Yasmini stepped back from the writhing German

"He will be dead in five—ten minutes," said Yasmini, "and then I will catch my snake again! If you want to ask him questions you had better hurry!"

Then Ranjoor Singh recalled the offices that men had done for him when he was wounded. He asked the German if he might send messages, and to whom. But the dying man seemed to be speechless, and only writhed. It was nearly a minute before Ranjoor Singh divined his purpose, and pounced on the hand that lay underneath him. He wrenched away another pistol only just in time. The snake crawled away, and Yasmini coaxed it slowly back into its basket.

"Now," she said, "when he is dead we will drive back to Delhi and amuse ourselves! You shall run away to fight men you never quarreled with, and I will govern India! Is that not so?"

Ranjoor Singh did not answer her. He kept trying again and again to get some message from the German to send perhaps to a friend in Germany.
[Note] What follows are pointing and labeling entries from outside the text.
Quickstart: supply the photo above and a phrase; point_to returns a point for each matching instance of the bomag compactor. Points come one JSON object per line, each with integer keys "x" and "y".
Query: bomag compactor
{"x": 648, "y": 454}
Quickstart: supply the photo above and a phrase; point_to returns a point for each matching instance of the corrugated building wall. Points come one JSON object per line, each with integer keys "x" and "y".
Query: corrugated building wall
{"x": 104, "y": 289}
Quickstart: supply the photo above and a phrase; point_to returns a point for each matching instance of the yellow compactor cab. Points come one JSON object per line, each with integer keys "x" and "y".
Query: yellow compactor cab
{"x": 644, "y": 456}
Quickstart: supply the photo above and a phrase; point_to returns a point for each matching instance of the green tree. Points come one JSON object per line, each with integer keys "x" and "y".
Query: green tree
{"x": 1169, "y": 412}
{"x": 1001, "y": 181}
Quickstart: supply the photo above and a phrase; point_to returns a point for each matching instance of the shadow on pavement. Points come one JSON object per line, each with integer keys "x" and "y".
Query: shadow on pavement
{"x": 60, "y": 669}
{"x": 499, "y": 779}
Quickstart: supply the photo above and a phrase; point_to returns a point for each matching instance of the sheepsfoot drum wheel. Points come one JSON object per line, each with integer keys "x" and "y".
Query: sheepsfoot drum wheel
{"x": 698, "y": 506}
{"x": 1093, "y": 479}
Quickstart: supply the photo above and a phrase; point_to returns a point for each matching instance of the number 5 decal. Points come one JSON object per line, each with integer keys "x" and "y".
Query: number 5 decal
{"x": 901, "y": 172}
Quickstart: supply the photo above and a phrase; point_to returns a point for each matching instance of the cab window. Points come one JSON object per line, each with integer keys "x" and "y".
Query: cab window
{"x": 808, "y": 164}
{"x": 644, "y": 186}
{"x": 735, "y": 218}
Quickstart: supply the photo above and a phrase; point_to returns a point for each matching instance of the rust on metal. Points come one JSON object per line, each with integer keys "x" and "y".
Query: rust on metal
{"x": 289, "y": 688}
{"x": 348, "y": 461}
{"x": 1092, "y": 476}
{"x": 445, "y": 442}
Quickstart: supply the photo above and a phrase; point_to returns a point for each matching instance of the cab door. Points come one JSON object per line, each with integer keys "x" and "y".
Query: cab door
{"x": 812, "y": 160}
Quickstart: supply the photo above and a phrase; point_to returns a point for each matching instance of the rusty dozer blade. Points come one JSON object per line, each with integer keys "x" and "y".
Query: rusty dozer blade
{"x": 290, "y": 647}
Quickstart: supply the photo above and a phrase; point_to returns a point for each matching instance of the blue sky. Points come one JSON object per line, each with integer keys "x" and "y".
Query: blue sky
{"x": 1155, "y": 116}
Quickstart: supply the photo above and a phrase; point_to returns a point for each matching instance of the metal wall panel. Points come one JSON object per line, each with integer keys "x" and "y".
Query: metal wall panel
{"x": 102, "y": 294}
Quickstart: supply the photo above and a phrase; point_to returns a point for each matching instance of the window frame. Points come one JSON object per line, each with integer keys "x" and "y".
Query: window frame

But the man died speechless, and Ranjoor Singh could find no scrap of paper on him or no mark that would give any clue to his identity.

"Come!" said Yasmini. "Lock the door on him. We will tell the general sahib, and the general sahib will send some one to bury him. Come!"

"Not yet," said Ranjoor Singh. "Speak. When did you first know that these Germans had taken this vault to use?"

"More than two years ago," she boasted, "when the old priest, that was no priest at all, came to me to be doorkeeper."

"And when did you know that they were storing dynamite in here?"

"I did not know."

"Then, blankets?"

"Bah! Two years ago, when a Customs clerk with too much money began to make love to a maid of mine."

"Then why did you not warn the government at once, and so save all this trouble?"

"Buffalo! Much fun that would have been! Ranjoor Singh, thy Jat imagination does thee justice. Come, come and chase that regiment of thine, and spill those stupid brains in France! Lock the door and come away!"

Brother, a favor I came to crave,
Oh, more than brother, oh, more than friend!
Spare me a half o' thy soldier grave,
That I sleep with thee at the end!
Spur to spur, and knee to knee,
Brother, I'll ride to death with thee!